Ia menilai, jika dipaksakan bukan tidak mungkin UN secara online akan menimbulkan masalah baru. Menurutnya lebih baik Kemendikbud memperbaiki sistem pendidikan dan infrastruktur terlebih dahulu.
"Daripada, memaksakan pelaksanaan UN online dibeberapa sekolah dan nanti malah akan menimbulkan masalah yang besar," katanya kepada Republika, Rabu (11/2).
Andreas melanjutkan, jika Kemendikbud tetap ingin melaksanan UN online dibeberapa sekolah sebagai uji coba maupun sebagai perintis.
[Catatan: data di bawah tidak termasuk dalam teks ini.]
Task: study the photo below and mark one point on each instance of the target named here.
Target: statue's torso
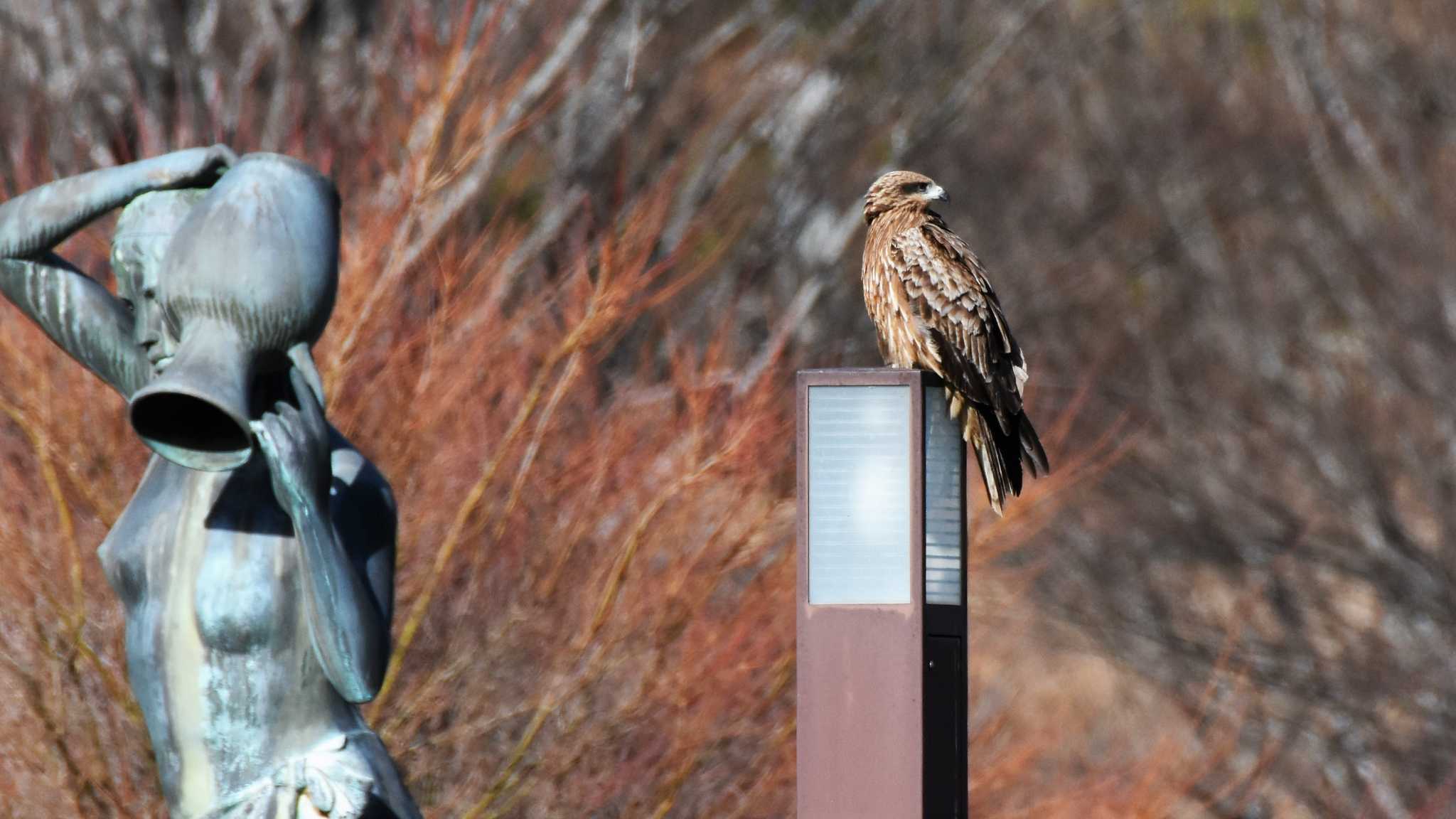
(218, 643)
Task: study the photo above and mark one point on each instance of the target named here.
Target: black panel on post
(946, 732)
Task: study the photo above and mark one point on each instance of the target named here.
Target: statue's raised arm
(94, 327)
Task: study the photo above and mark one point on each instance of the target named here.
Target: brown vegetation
(587, 242)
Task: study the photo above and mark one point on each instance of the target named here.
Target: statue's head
(248, 274)
(143, 233)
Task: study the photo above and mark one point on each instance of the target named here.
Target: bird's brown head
(901, 190)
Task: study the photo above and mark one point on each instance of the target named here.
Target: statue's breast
(210, 547)
(137, 544)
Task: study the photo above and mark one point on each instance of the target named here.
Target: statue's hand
(296, 444)
(191, 168)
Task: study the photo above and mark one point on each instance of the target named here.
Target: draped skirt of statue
(348, 776)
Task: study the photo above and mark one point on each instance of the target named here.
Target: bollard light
(882, 598)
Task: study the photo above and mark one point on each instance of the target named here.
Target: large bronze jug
(251, 273)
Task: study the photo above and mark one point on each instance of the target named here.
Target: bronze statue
(258, 580)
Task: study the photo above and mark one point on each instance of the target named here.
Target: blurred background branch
(586, 245)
Maka Kemendikbud harus menerapkannya secara adil dan merata di seluruh wilayah Indonesia.
Sehinggga, tidak hanya sekolah-sekolah bagus yang berlokasi di kota tetapi, sekolah-sekolah sederhana di daerah pinggiran dan terpencil juga dilaksanakan uji coba itu. Oleh karenanya, pemerintah harus memfasilitasi sarana dan prasarananya untuk sekolah-sekolah kecil itu, dari perlengkapan komputer hingga jaringan internet.
Ia mengatakan hanya dengan cara itu pelaksanaan uji coba UN online dapat dilakukan secara adil dan merata. Sehingga, seluruh perwakilan daerah pun merasakan dan tidak adanya diskriminasi sekolah lainnya.
"Uji coba yang dilakukan itu, jangan dilaksanakan pada UN yang sesungguhnya. Kalau terjadi kesalahan maka, akan menjadi masalah yang cukup besar, khusunya dalam masa depan pendidikan anak-anak," jelasnya.
Mengingat, seleksi masuk pendidikan menengah negeri masih menggunakan nilai UN sebagai penentu terima tidaknya pelajar itu. Dan, tentunya hal itu akan sangat berdampak pada psikologi pelajar ke depannya dan sistem jaringan masuk selanjutnya.
Andreas menegaskan pemerintah jangan coba-coba dalam pendidikan anak. Walaupun, sebenarnya program yang dicanangkan itu sangat bagus.
Tapi sebelum menerapkannya lebih baik Kemendikbud perhatikan dan perbaiki dahulu kurikulum, sistem pendidikan dan infrastruktur pendidikan saat ini. Melihat, hingga saat ini masih banyak polemik di lapangan.
"Jadi, Kemendikbud jangan hanya menuruti nafsu saja dan melupakan hal yang prinsip. Padahal, hal prinsip itu adalah hal yang terpenting, khususnya dalam sistem pendidikan," tegasnya.